But I believe that is mostly related to the unending list of services they
have stopped. Code, Reader, or even APIs and libraries they stop without a
single warning ( _cough cough_ angular v1.x).

Seriously, the list is big.
[https://en.wikipedia.org/wiki/Category:Discontinued_Google_s...](https://en.wikipedia.org/wiki/Category:Discontinued_Google_services)

------
siculars
I got the email from them. It said "cease to function." And so, I wrote them
to ask what that means. They hit me with a generic:

Dear,

Thank you for supporting our crowdfunding campaign for the Scanadu Scout®
investigational device on Indiegogo.

When we started developing the Scanadu Scout®, we knew there was a great deal
of work ahead of us. The Scanadu Scout® was a first of its kind, and we remain
committed to bringing innovative technologies to consumers.

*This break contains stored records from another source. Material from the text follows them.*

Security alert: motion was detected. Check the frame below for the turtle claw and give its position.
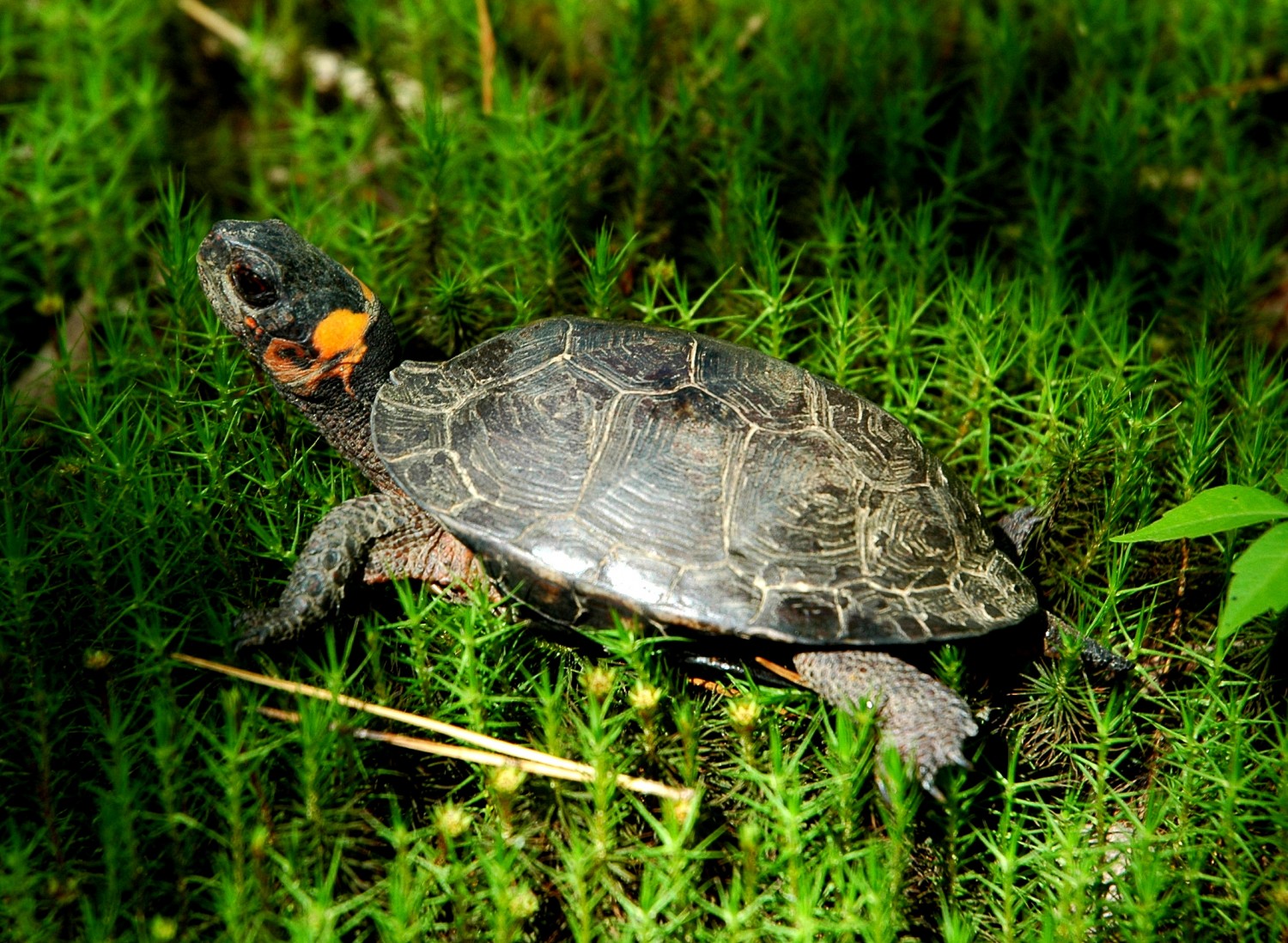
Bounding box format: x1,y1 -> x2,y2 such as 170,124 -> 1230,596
234,608 -> 275,652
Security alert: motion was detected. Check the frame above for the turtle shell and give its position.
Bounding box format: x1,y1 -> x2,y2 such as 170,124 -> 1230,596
371,319 -> 1038,646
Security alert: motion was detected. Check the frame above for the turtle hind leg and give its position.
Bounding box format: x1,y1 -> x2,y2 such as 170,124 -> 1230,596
1043,612 -> 1135,678
793,649 -> 979,799
237,494 -> 482,649
994,504 -> 1046,561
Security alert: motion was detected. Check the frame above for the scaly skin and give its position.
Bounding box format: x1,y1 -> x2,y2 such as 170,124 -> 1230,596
197,221 -> 484,648
793,648 -> 979,799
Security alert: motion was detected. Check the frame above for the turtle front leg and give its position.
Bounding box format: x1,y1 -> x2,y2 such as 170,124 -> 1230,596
237,494 -> 482,648
793,649 -> 979,799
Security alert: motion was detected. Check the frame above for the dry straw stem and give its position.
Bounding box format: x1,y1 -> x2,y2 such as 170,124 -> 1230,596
259,708 -> 634,799
170,652 -> 693,801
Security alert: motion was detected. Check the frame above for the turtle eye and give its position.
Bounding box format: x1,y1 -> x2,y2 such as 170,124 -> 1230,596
228,262 -> 277,308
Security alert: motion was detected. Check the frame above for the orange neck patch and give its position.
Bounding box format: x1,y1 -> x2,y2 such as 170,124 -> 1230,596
264,308 -> 371,397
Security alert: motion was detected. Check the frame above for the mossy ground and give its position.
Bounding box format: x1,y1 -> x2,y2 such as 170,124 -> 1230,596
0,0 -> 1288,940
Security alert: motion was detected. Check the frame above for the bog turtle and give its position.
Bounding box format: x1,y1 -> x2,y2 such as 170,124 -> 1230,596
197,221 -> 1118,790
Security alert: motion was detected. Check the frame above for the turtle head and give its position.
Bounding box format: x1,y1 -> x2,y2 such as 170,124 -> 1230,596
197,219 -> 398,474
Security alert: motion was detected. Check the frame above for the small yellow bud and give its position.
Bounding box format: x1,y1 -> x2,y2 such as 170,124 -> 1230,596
492,767 -> 523,796
507,888 -> 538,920
630,682 -> 662,714
434,803 -> 474,839
581,665 -> 617,701
729,698 -> 760,734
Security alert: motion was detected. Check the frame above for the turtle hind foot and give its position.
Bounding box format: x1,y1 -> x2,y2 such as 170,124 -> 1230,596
793,649 -> 979,801
234,605 -> 311,652
1042,612 -> 1135,678
994,504 -> 1046,561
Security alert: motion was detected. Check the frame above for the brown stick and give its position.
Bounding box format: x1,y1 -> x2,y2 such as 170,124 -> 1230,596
178,652 -> 693,800
756,654 -> 809,688
476,0 -> 496,115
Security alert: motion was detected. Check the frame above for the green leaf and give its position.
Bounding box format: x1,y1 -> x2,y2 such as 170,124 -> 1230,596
1110,484 -> 1288,544
1216,525 -> 1288,638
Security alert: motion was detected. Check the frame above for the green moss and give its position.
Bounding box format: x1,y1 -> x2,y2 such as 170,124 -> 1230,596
0,0 -> 1288,940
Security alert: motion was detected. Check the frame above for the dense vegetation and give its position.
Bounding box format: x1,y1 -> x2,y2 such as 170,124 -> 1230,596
0,0 -> 1288,942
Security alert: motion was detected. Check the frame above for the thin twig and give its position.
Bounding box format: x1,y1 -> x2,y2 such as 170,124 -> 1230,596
756,654 -> 809,688
170,652 -> 693,800
259,708 -> 693,800
476,0 -> 496,115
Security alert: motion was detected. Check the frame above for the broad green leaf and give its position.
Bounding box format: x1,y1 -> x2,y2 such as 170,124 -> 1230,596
1110,484 -> 1288,544
1216,525 -> 1288,638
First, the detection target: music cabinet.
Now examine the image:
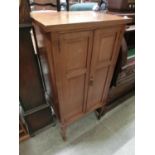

Through this journey, we have collected an enormous amount of data over the
past two years, which will inform the development of future products. We are
now turning our attention towards future products. We look forward to sharing
more on the new opportunities we’ve decided to pursue in the upcoming months.

Regards,

Scanadu Team

www.scanadu.com

Scanadu Inc, 1196 Borregas Avenue, Ste 200, Sunnyvale, CA 94089

And this, of course, is why you have to be very careful before investing in
Indigogo/Kickstarter projects. Also, why I won't use a fitbit. Anyone know how
to intercept fitbit data?

------
josephpmay
Couldn't tell they end the trial and release open-source sorftware for the
device that people can use at their own risk?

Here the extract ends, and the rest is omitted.